Greifbare Anhaltspunkte, die auf ein solches Vorstellungsbild hindeuten könnten - beispielsweise, dass die Beklagte im Typgenehmigungsverfahren erforderliche Angaben verschwiegen, insbesondere verschleiert hätte, dass die Abgasrückführungsrate in dem streitgegenständlichen Fahrzeugtyp durch die Außentemperatur mitbestimmt wird - hat der Kläger jedoch weder erstinstanzlich, noch im Rahmen seiner Berufungsbegründung vorgetragen. Ihn trifft aber die Darlegungs- und Beweislast für solche Umstände, aus denen sich die Verwerflichkeit des Handelns der Mitarbeiter der Beklagten begründen soll (BGH, Beschluss vom 19. Januar 2021 aaO Rn. 19). Vor diesem Hintergrund kann sich der Kläger auch nicht mit Recht darauf berufen, dass die Beklagte sich im Rahmen einer sekundären Darlegungslast dazu entlasten müsste, keine unzureichenden oder fehlerhaften Informationen gegenüber Genehmigungsbehörde bezüglich der Eigenschaften und Funktionsweise der von ihr verwendeten Motorsteuerungssoftware abgegeben zu haben. Sich zu den Einzelheiten der von ihr erfolgten Angaben im Typengenehmigungsverfahren zu erklären, obläge der Beklagten erst dann, wenn der Kläger seinerseits hinreichende Anhaltspunkte für unzureichende oder unrichtige Angaben vorgetragen hätte. Eben hieran fehlt es vorliegend jedoch. Im Übrigen hat die Beklagte ihre Angaben gegenüber dem KBA im Rahmen des Typengenehmigungsverfahrens näher dargelegt und dafür auch Beweis angeboten, ohne dass der Kläger dem in erheblicher Weise entgegengetreten wäre.

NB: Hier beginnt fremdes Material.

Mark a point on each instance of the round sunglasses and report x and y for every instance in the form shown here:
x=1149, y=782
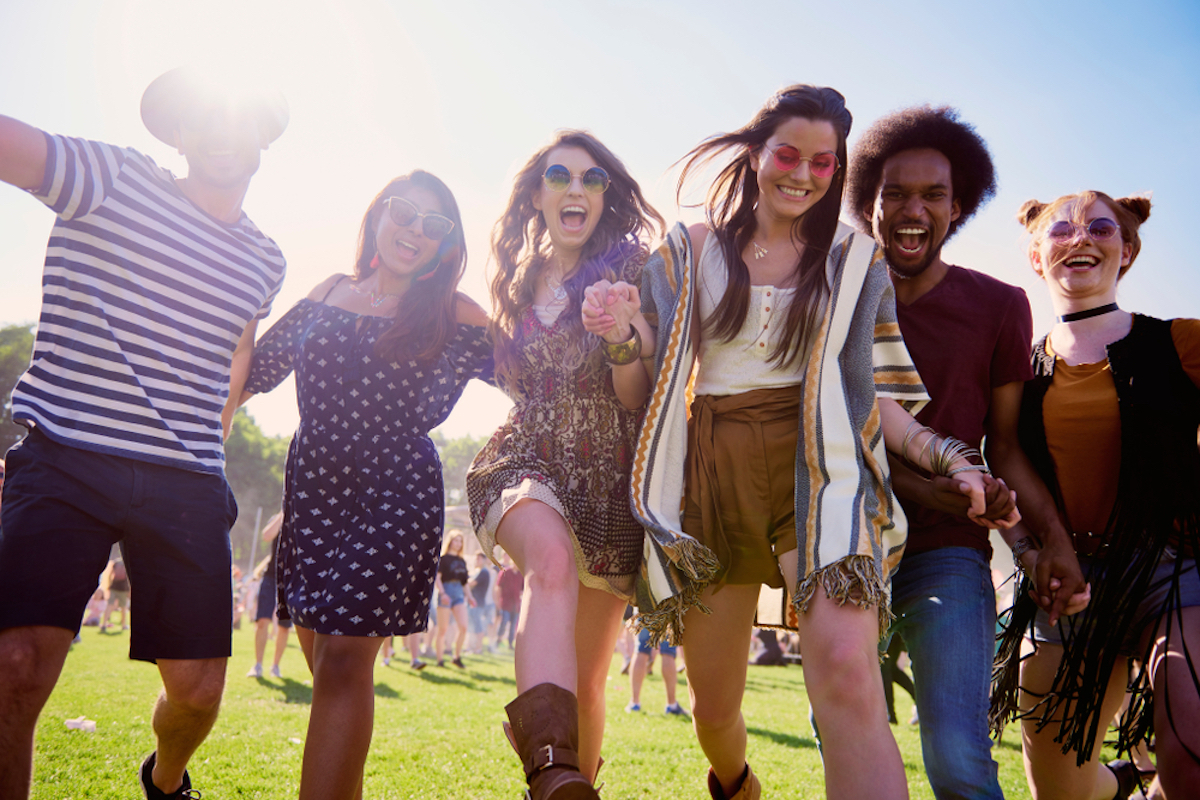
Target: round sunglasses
x=823, y=164
x=558, y=179
x=403, y=212
x=1101, y=229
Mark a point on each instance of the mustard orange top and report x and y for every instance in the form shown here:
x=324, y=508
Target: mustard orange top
x=1083, y=427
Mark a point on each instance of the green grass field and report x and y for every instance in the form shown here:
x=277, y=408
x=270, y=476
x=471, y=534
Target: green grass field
x=437, y=733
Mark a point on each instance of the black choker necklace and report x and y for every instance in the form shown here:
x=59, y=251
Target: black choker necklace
x=1087, y=314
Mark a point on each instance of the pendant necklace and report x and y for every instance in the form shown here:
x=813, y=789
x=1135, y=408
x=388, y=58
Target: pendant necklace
x=375, y=296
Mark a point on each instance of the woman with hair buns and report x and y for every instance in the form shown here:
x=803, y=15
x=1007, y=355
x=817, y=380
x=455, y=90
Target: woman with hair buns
x=551, y=487
x=1110, y=421
x=381, y=359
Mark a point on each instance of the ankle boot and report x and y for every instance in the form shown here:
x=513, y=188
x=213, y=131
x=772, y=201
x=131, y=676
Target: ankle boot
x=750, y=788
x=546, y=733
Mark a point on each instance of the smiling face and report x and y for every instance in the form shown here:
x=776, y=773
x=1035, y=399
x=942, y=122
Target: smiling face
x=913, y=210
x=1080, y=269
x=785, y=196
x=405, y=251
x=573, y=215
x=222, y=144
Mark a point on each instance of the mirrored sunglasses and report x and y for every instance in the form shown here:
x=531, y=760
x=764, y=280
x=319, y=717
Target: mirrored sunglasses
x=823, y=164
x=558, y=179
x=403, y=212
x=1101, y=229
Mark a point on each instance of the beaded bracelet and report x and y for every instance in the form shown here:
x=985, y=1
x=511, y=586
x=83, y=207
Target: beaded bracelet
x=623, y=353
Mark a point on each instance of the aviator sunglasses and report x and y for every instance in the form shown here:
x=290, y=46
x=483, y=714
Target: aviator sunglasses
x=1101, y=229
x=558, y=179
x=823, y=164
x=435, y=226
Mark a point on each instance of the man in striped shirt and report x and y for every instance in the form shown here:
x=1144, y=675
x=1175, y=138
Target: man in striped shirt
x=151, y=286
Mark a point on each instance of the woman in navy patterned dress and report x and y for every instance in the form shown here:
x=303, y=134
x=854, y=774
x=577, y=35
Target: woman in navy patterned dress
x=381, y=359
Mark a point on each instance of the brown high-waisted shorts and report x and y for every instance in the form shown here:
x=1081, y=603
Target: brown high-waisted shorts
x=741, y=491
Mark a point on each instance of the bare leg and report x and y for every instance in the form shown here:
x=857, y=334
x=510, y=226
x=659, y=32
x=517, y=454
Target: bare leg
x=1177, y=707
x=30, y=661
x=538, y=540
x=597, y=625
x=839, y=650
x=262, y=631
x=1053, y=775
x=637, y=677
x=670, y=678
x=184, y=715
x=441, y=636
x=306, y=638
x=715, y=645
x=342, y=716
x=281, y=644
x=460, y=618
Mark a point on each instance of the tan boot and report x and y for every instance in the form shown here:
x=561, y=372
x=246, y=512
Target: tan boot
x=750, y=788
x=546, y=733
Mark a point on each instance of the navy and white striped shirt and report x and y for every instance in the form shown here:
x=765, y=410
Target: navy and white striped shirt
x=144, y=298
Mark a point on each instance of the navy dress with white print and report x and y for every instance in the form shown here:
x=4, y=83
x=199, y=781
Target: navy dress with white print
x=363, y=501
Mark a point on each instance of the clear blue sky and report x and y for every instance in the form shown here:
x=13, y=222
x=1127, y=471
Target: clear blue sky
x=1068, y=95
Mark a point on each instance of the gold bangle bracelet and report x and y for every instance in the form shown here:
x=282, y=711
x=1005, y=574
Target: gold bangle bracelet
x=623, y=353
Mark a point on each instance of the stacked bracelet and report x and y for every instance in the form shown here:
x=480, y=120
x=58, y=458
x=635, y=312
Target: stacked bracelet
x=623, y=353
x=943, y=452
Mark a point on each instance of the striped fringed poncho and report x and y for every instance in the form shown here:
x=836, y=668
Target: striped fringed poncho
x=851, y=533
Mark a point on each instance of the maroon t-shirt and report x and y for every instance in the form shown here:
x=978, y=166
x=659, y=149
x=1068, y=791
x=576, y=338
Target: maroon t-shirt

4. Schadensersatzsprüche im Zusammenhang mit dem streitgegenständlichen Fahrzeugerwerb auf anderer Grundlage als § 826 BGB kommen für den Kläger schon von Vorherein nicht in Betracht.

Insbesondere haftet die Beklagte wegen der fehlenden Stoffgleichheit zwischen einer etwaigen Vermögenseinbuße des Klägers und den denkbaren Vermögensvorteilen der Beklagten nicht nach § 823 Abs. 2 BGB i.V.m. § 263 StGB (BGH, Urteil vom 30. Juli 2020 - VI ZR 5/20 -, juris Rn. 24).

Auch eine Haftung der Beklagten aus § 823 Abs. 2 BGB i.V.m. §§ 6 Abs. 1, 27 Abs. 1 EG-FGV scheidet aus, weil die vorgenannten Bestimmungen der EG-FGV nicht den Schutz der allgemeinen Handlungsfreiheit und speziell des wirtschaftlichen Selbstbestimmungsrechts der einzelnen Käufer bezwecken und damit nicht dessen Interesse dienen (vgl. BGH, aaO Rn. 11).

5. Mangels Anspruchsgrundlage stehen dem Kläger somit weder der von ihm erstinstanzlich geltend gemachten Feststellungsanspruch - für die im Übrigen bereits das erforderliche Feststellungsinteresse fehlt - noch der im Berufungsverfahren geltend gemachte Zahlungsanspruch zu. Dementsprechend befindet sich die Beklagte auch nicht in Annahmeverzug.

Nach alledem hat die Berufung des Klägers keine Aussicht auf Erfolg. Er sollte deshalb erwägen, seine Berufung zurückzunehmen.